Abstract

A perturbation theory method for the calculation of the Rydberg orbitals of polyatomic molecules, their energies and physical distribution, is developed. A set of atomic orbitals of a model atom is perturbed by a potential representing the difference between the one-electron Coulombic potential affecting the Rydberg electron in the atom and in the molecule. The potential recently developed for diatomic molecules is generalised for polyatomic molecules and a computational scheme is presented.

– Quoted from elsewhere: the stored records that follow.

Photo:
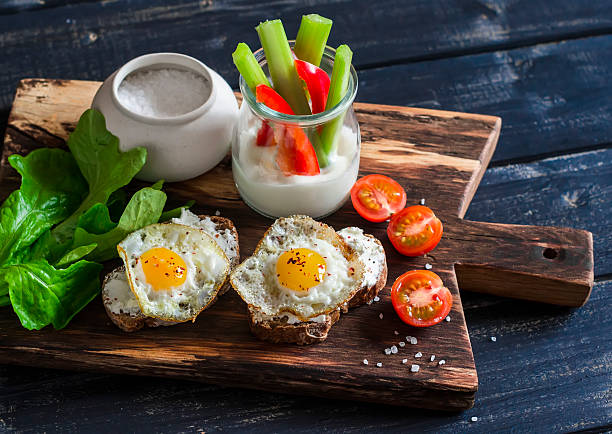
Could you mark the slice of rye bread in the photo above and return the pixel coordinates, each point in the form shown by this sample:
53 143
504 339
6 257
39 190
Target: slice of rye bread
132 322
304 333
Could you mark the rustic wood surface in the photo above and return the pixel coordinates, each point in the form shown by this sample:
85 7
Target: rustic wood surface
538 64
450 150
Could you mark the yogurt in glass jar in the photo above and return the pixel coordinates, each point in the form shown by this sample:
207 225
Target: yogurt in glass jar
263 185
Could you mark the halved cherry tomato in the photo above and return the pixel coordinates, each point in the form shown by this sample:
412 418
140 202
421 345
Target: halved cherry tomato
420 298
377 197
415 230
317 82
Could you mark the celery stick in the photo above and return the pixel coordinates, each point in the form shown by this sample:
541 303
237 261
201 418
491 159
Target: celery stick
280 64
248 66
318 147
341 74
312 38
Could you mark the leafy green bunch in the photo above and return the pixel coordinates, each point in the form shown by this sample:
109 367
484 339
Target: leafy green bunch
60 224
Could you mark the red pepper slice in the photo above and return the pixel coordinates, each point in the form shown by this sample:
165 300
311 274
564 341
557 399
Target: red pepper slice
268 96
317 82
265 135
295 155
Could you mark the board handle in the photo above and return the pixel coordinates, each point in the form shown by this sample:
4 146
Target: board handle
537 263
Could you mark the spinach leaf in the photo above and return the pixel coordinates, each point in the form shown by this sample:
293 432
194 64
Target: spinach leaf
105 168
144 208
176 212
96 220
116 204
42 295
51 189
75 254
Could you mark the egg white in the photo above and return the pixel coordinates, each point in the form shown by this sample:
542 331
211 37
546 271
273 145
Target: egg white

The method is applied to the four molecules in the title and the results are compared with experimental data and previous theoretical results on the molecules. The method is found to give good agreement for the energies of the Rydberg states and consistently predict the correct order of molecular field splitting of Rydberg orbitals of the same atomic l quantum number. It is found that for the molecules with at least a rotational axis of symmetry the spatial distribution of the orbitals is not much different from the atomic precursors. For the case of the lowest symmetry molecule acetaldehyde it is found that orbitals obeying the Rydberg formula have shapes very different from atomic distributions. There is a shift from atomic to molecular distribution, caused by strong mixing of basis orbitals of different l quantum numbers, when the molecule has less than rotational symmetry. The results are compared with a number of empirical observations made concerning molecular Rydberg orbitals.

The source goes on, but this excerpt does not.